Linda et Gordon se sont privés de tout pendant cinq ans pour avoir droit à une carte Silver, qui leur donne enfin accès à ce lieu mythique, à ses ventes flash où paraît-il, il est dangereux de s’aventurer… Ce n’est pas Frank, Fantôme depuis trente-trois ans, qui les contredira. Homme quasiment invisible, il traque sans relâche des voleurs toujours plus inventifs et assiste aux scènes les plus hallucinantes qui soient. Il a même une arme, mais n’a heureusement pas eu à tuer quiconque de sa carrière. Tous ses collègues ne peuvent pas en dire autant. Frank compte désormais les heures qui le séparent de son départ. Car comme tant d’autres, un refrain pernicieux le surprend au petit matin :“Nous sommes chaque jour plus seuls”. Difficile de ne pas le croire, surtout quand les miroirs ne vous reflètent plus spontanément…
Comme beaucoup de ses confrères rédigeant de la science-fiction, James Lovegrove s’interroge sur les dérives consuméristes de notre société. À sa manière, so british, il crée un décor de carton-pâte et observe avec minutie le déroulement d’une journée apparemment banale chez Days. Servi par une traduction élégante, cet ouvrage écrit au présent est corrosif. On y retrouve toutes les mesquineries usuelles ayant court dans les supermarchés, du magasinier un peu trop dévoué aux chefs de rayon en guerre permanente. Il se trouve d’ailleurs que chez Days, ce sont les quelques mètres de linéaires bordant l’informatique et les livres qui sont la cause d’un litige permanent. Mais les clients névrosés n’y prêtent pas attention, seule la bonne affaire compte ! Et c’est littéralement armés de leur carte de paiement que les consommateurs se ruent sur les articles en promotion en une course effrénée jusqu’aux caisses enregistreuses. Tout ça sous l’œil vigilant des caméras de surveillance.

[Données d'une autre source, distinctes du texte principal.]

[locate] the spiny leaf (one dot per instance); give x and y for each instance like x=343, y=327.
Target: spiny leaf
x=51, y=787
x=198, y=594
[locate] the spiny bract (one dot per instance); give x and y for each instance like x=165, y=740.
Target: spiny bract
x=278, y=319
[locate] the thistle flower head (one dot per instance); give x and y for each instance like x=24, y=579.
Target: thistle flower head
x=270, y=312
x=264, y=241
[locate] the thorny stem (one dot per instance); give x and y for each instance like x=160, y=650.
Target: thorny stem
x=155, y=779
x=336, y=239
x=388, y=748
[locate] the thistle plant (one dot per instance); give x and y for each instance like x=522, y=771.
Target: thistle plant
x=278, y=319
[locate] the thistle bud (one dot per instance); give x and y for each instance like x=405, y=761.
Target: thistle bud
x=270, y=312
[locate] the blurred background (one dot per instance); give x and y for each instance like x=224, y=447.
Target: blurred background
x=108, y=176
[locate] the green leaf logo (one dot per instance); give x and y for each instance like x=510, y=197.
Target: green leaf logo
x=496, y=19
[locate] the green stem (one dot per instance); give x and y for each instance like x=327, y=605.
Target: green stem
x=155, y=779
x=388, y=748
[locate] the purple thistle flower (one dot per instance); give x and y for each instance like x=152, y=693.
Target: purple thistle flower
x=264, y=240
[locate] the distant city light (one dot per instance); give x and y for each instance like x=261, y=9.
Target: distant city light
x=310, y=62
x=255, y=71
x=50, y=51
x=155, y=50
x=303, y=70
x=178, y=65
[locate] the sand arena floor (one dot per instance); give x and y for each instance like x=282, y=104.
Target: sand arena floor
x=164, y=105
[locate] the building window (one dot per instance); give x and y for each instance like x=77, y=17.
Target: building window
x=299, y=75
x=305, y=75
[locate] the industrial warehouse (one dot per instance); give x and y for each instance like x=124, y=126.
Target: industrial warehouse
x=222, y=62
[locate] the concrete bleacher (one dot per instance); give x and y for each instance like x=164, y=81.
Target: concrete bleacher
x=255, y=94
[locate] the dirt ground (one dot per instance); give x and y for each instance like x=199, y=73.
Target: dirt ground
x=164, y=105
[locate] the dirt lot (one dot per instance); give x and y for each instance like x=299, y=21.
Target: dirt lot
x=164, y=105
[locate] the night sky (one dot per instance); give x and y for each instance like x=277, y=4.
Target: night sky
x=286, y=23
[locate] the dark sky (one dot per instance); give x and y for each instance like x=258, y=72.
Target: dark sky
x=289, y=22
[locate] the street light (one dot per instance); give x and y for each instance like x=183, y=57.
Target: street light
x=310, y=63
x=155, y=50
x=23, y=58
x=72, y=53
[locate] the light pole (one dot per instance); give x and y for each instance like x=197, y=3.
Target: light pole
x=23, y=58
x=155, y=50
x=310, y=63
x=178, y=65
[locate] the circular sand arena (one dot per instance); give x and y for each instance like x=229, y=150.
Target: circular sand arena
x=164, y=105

Big Brother, ici appelé l’Œil, veille et en chaque chaland se tapit un monstre prêt à tout pour arriver à ses fins. Ainsi, une image à l’eau-forte est celle de ces « Burlington », ces gosses fortunés ayant adopté le logo de la marque comme signe de reconnaissance, pourchassant les hommes et femmes moins riches qu’eux dans cette formidable réserve de chasse qu’est Days. On soulignera l’hommage indirect au film culte Orange Mécanique de Stanley Kubrick.
Ainsi, tout est narquoisement orchestré dans l’univers pathétique de la grande consommation, jusqu’à la déchéance contrite de ceux ayant perdu ou s’étant fait subtiliser leur carte, et dont on s’aperçoit qu’elle a été utilisée sans qu’ils en aient signalé la perte. Si certains voient comme une délivrance le fait d’être mis à la porte, d’autres ne peuvent se désintoxiquer de cet univers et s’installent devant les vitrines extérieures. À vie. Ce tableau appelle d’autres images, réelles et d’actualité cette fois. Ce basculement entre la narration et cette réalité contemporaine est intéressant car il est aisé de voir à quel point nous sommes sur la brèche, et quels petits détails nous retiennent — pour combien de temps encore ? — de fréquenter de tels établissements.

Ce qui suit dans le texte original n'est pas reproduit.